Agreed, I just sent a note on this, but apparently it "crossed
in the mail" with yours.  The key point about MPS is that MPS
should not describe pins that can never be connected -- so that isn't
quite as bad as handing out a vector for every RTE, which is what the
code appears to do on first read...

>> The PNP code then takes a swing at things, and it registers
>> a handful of gsi's, but they are all duplicates of the legacy
>> mappings already set-up, so no additional vectors are consumed.
>>
>> So on a big system, the large quantity of vectors will not 
>be consumed
>> at
>> IOAPIC initialization time, but later at device probe time.
>> Not via request_irq(), but via pci_enable_device():
>>
>> pci_enable_device()
>>  pci_enable_device_bars()
>>   pcibios_enable_device()
>>    pcibios_enable_irq() -> acpi_pci_irq_enable()
>>     acpi_register_gsi()
>>      mp_register_gsi()
>>       io_apic_set_pci_routing()
>>        entry.vector = assign_irq_vector(irq)
>>
>> So except for the legacy IRQs, we are already allocating the vectors
>> on-demand, and that doesn't need to be fixed.
>
>I agree with the fact, we do allocate the vectors on-demand.
>Since the allocation is not allowed to fail, and because
>it seems to be an accident of the implementation rather
>than a deliberate implementation detail I still think it
>needs to be fixed so the code is less brittle.

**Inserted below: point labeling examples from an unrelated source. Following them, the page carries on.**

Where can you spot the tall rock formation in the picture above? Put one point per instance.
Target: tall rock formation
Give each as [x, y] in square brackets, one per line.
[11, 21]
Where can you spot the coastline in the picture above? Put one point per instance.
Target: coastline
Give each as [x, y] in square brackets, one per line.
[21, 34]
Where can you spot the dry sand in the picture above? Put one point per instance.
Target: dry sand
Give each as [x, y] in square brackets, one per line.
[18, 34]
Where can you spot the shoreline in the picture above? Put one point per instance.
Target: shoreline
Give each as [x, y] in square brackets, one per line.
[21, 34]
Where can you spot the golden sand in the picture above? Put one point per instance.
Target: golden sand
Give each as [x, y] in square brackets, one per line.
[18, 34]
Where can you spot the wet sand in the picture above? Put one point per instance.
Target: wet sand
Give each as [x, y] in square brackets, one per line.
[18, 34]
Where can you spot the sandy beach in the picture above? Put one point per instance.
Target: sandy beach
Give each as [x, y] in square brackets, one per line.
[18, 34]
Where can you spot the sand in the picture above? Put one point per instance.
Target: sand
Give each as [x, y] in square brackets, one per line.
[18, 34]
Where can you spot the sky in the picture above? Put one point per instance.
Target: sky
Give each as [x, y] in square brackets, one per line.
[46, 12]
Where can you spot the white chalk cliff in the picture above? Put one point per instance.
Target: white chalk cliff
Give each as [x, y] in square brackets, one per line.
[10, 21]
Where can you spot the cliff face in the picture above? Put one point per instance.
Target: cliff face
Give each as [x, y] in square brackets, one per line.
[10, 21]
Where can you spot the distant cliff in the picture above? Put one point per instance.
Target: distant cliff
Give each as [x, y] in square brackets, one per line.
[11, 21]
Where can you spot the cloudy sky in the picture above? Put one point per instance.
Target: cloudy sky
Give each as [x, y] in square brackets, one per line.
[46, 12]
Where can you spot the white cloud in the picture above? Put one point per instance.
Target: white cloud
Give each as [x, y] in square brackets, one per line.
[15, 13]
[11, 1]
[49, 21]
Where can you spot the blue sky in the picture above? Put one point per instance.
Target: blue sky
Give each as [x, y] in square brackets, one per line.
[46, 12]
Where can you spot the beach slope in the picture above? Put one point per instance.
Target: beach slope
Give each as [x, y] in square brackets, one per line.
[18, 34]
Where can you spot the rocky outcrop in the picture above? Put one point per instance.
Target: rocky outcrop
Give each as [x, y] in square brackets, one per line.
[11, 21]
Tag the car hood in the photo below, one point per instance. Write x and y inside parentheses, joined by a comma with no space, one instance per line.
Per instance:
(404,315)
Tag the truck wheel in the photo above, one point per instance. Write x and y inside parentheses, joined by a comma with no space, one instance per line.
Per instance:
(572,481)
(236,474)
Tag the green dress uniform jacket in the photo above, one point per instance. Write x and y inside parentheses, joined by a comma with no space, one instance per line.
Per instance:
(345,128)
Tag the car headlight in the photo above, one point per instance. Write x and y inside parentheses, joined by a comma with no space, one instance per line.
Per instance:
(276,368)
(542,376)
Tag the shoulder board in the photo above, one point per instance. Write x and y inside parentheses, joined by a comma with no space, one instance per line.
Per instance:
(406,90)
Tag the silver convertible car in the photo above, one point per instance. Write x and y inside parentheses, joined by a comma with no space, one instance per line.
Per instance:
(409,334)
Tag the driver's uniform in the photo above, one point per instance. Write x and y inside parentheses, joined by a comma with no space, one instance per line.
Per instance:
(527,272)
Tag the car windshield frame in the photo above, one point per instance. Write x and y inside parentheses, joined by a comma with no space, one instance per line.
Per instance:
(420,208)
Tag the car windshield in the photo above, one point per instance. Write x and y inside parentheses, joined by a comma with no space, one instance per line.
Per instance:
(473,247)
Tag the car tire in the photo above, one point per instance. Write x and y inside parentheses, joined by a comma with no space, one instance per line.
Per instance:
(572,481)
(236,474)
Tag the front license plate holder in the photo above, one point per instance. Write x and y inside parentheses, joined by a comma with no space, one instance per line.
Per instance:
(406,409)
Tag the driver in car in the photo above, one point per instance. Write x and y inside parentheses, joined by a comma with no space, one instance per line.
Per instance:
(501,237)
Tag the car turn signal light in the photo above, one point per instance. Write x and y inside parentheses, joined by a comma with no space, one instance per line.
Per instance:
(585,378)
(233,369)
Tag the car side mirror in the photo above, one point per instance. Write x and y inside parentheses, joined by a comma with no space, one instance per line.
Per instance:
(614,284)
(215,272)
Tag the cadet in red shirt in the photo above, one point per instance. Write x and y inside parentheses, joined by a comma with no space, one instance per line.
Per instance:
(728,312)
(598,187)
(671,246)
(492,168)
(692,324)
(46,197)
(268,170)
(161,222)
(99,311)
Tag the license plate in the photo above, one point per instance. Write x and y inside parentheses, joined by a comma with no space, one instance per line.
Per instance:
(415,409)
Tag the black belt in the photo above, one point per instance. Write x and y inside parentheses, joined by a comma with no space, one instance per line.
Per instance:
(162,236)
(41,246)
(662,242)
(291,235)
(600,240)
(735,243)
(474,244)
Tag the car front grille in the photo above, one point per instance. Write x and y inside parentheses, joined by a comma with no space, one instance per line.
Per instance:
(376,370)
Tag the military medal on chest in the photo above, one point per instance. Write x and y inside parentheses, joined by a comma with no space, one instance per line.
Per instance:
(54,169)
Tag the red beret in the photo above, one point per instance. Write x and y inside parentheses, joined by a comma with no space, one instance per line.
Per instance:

Yeah, it isn't clear that this has any advantage over assigning
the vector at request_irq() time where one would expect to see it.
Though some might consider "currently working" an advantage:-)

>But if we are not afraid of breaking machines with more
>that 243 interrupt sources (which currently force ioapic/pin
>combinations to share irqs today) it does mean we can move
>the removal of the irq to gsi mapping up, in the patch series.  We
>first need to raise the limit on the number of IRQs on x86.

No, I don't think we have the license to intentionally break big
machines
that are currently working.  In the long run, these two big-machine
hacks should go away:

mp_register_gsi()
	/*
	 * For PCI devices, assign IRQs in order, avoiding gaps
	 * due to unused I/O APIC pins.
	 */
	...

io_apic_set_pci_routing() (x86_64 only upstream, i386 too on SuSE)
	irq = gsi_irq_sharing(irq)

I think what we can do in the short term is to make these workarounds
not have any effect on the systems which don't need them.  This means
searching like gsi_irq_sharing() does, instead of always compressing
like mp_register_gsi() does.  It also means not printing dmesg
about vector sharing when no sharing is actually happening.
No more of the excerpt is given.